Thao Nguyen and crew enter the stage around 9:50 to tracks of a hip-hop beat playing.  With a quick “Hello Phoenix!” they launch into the first song.  Throughout the evening, Thao emphasizes the lyrics with emphatic pointing as she sings, thereby drilling her point into the audience.

In contrast with the music performance, the in-between banter is natural and even soothing. Thao relates a funny story from the previous night of a guy starting a mosh pit, causing her to pause mid-song to bounce him. “No one would ever mosh to us!”  As the song begins, the guitar player even adds when the out-of-place moshing took place, causing Thao to laugh again.  As diverse as the setlist is, none of the songs ever warrant moshing.
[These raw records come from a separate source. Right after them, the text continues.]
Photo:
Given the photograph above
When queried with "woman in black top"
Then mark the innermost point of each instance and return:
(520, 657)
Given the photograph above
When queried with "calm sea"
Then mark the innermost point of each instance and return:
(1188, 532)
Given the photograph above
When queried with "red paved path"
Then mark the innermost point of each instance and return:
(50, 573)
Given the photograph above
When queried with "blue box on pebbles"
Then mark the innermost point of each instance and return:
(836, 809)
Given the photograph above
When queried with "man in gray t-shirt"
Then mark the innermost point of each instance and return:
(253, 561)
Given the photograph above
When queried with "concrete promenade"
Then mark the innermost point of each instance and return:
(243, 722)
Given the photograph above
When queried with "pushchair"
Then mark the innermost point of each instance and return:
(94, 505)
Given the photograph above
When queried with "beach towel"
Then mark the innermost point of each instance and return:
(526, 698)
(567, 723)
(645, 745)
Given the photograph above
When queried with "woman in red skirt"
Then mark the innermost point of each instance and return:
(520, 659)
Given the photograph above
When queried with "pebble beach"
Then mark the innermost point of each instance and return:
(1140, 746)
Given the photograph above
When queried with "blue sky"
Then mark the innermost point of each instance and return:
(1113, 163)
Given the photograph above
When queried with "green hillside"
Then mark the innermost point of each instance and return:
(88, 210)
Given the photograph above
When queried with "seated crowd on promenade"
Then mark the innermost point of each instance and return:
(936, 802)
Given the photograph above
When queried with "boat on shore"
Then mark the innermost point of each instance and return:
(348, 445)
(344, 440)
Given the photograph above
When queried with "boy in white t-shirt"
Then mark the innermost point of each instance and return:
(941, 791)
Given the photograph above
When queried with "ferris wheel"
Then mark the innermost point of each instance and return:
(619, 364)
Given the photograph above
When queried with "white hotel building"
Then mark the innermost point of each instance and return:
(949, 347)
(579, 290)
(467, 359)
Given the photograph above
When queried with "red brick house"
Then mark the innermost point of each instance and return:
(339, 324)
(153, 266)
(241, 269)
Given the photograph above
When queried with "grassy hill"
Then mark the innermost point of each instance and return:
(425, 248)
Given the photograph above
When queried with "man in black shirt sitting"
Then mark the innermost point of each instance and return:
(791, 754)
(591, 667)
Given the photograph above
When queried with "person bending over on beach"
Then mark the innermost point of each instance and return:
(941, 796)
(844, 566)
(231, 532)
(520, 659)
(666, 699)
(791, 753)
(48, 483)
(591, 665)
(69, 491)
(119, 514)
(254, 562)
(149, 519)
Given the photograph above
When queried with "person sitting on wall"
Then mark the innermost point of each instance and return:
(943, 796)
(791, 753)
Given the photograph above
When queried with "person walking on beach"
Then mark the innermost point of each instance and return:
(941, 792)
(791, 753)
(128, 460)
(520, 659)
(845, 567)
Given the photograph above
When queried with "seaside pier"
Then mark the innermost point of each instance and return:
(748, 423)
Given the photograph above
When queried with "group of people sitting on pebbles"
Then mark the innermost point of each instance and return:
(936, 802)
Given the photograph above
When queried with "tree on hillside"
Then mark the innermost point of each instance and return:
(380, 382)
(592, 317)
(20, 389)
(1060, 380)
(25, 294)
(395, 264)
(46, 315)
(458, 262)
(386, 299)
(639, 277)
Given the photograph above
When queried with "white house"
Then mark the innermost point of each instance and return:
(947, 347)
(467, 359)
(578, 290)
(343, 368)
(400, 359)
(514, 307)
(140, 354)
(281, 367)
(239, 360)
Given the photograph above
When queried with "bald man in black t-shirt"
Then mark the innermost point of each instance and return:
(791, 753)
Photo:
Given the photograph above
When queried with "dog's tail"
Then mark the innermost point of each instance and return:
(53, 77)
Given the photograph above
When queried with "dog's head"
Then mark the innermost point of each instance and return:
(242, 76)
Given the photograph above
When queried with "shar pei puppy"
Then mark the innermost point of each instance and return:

Thao does all the solos on whatever stringed instrument happens to be laying around.  Throughout the course of the evening, she donned a few guitars, a banjo and a mandolin.  The broad range of styles present in the singe show, some revival-style songs, some afrobeat-style funky grooves, and even a Missy Elliott cover, would normally cause a disjointed experience, but the sheer earnestness of the music keeps the show coherent.  The show could be viewed as a public exorcism of her own demons, as if she’s speaking to someone she wants to love, but she has a long list of grievances to air beforehand.  She’s been burned, and as a result, she’s alternately vulnerable and ferocious as she meticulously incriminates the one who jilted her.

Upon listening to the albums, especially the latest one, it’s easy to believe that s much studio magic went into this, which no live show could meaningfully reproduce.  Fortunately, this is not the case at all. Thanks to a multi-instrumental abilities of the Get Down Stay Down, a bass player that often plays the Korg for bassline duties, and a keyboardist who’s adept at background vocal duties (incidentally, she shouted a well-timed “Feel the Bern!” during their rendition of Missy Elliott’s “Get Ur Freak On”), Thao and the Get Down Stay Down more than meet the challenge of reproducing the quirks and intricacies of the album with both precision and force.  Nguyen alone produces an astonishing amount of sound, while alternating between states of sharp self-containment and musical rapture.